As ameaças disseminaram-se durante o passado fim-de-semana, chegaram em forma de fotografias ou vídeos com promessas de vingança pelo que tem acontecido em Assam. Espalharam rumores e medo. O primeiro-ministro indiano, Manmohan Singh já defendeu que os autores dos rumores devem ser punidos porque estão a pôr em causa “a harmonia da comunidade”.

Biplab Narzari, segurança em Bangalore, não esperou para saber se as ameaças seriam reais. “Deixei o meu trabalho, deixei a minha casa, deixei tudo para salvar a minha vida”, contou ao diário espanhol El País. Ele e milhares de outras pessoas de etnia Bodo regressaram a Assam, já junto à fronteira com o Bangladesh e o Butão, depois de terem recebido ameaças.

A verdade é que Narzary nem esperou que lhe fosse dirigida qualquer mensagem. “Não recebi nenhuma ameaça directa, mas supus que existiam. Todos os meus amigos estavam a voltar a Assam e decidi fazer o mesmo para não ficar sozinho e mais vulnerável”, contou à correspondente do El País quando já tinha deixado para trás três comboios sobrelotados e chegado a Guwahati, a capital do estado de Assam. “As condições no comboio eram terríveis. Faltava água e comida. Estávamos aterrorizados e temíamos um ataque”. Pelo caminho, adiantou, morreram quatro pessoas e nove ficaram feridas depois de terem sido esfaqueadas e lançadas da carruagem em andamento.

Sites bloqueados e mensagens de telemóvel limitadas

Perante aquele que está a ser considerado um dos maiores êxodos na Índia, as autoridades ordenaram o bloqueio de 245 sites, mas também limitaram o envio de mensagens de telemóvel a cinco por dia, o que causou uma forte indignação, sobretudo entre os mais jovens.

O Ministério da Comunicação indiano anunciou que está a debater com as empresas a que pertencem várias redes sociais uma forma de impedir a disseminação das mensagens de ódio que têm gerado o pânico e apelou aos responsáveis do Facebook e do Twitter para removerem “conteúdos inflamatórios”. A Google referiu-se a esta questão ao salientar, em comunicado, que todos os conteúdos a incitar à violência são proibidos nas suas plataformas, incluindo o site de publicação de vídeos YouTube. E adiantou: “Compreendemos a gravidade da situação e continuaremos a trabalhar com as autoridades competentes”.

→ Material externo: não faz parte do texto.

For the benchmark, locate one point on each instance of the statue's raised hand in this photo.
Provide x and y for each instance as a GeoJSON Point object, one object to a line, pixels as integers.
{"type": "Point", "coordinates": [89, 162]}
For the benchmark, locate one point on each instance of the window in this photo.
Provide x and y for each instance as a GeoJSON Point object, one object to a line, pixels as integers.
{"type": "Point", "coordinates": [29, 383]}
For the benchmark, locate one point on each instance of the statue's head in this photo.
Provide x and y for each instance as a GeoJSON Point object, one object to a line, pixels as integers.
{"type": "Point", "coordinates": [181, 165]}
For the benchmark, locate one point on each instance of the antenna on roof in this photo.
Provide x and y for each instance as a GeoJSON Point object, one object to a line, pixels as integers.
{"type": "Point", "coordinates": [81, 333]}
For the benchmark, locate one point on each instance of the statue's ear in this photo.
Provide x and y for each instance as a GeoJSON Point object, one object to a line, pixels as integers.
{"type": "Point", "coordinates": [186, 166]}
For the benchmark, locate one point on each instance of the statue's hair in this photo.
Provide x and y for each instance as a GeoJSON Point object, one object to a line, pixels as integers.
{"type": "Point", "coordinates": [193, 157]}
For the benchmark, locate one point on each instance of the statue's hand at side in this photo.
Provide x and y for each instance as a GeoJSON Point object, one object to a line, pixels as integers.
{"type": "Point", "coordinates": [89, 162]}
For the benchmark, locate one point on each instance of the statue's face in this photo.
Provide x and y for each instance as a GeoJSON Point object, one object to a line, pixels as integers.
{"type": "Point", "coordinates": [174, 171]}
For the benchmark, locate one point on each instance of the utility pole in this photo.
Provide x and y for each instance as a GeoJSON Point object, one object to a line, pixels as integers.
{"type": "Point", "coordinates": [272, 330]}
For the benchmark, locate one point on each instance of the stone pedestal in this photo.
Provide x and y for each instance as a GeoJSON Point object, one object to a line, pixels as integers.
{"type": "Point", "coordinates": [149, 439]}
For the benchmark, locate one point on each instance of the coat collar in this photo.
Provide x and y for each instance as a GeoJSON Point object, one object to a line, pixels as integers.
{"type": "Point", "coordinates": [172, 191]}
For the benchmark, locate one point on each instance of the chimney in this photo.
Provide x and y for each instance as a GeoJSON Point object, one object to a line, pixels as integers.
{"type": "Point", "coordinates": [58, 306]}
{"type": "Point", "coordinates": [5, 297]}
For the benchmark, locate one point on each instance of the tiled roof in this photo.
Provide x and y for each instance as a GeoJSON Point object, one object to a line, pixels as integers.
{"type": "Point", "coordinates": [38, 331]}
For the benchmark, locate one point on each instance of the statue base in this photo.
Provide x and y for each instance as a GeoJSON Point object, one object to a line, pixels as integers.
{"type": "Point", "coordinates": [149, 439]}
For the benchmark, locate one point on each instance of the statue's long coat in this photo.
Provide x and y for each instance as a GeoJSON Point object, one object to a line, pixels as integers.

As medidas do Governo foram contestadas, por vezes com acusações de censura. “Bloquear o envio de SMS é estúpido. As pessoas não estão a fugir por causa dos SMS mas porque percebem que a ameaça é real”, disse à Reuters Babloo Loitongbam, da organização Human Rights Alert.

Em Março os Repórteres sem Fronteiras alertaram para o facto de as autoridades indianas estarem a aumentar a pressão sobre os fornecedores de acesso à Internet para que divulguem dados pessoais dos utilizadores. A Google confirmou, por outro lado, que no último semestre do ano passado aumentaram 48% os pedidos provenientes da Índia para a remoção de conteúdos.

“O Governo é pela liberdade de informação, não há nada a ser censurado aqui”, disse à Reuters um responsável do Ministério do Interior Indiano que não foi identificado. “Mas isso não significa que não haja limites”, adiantou.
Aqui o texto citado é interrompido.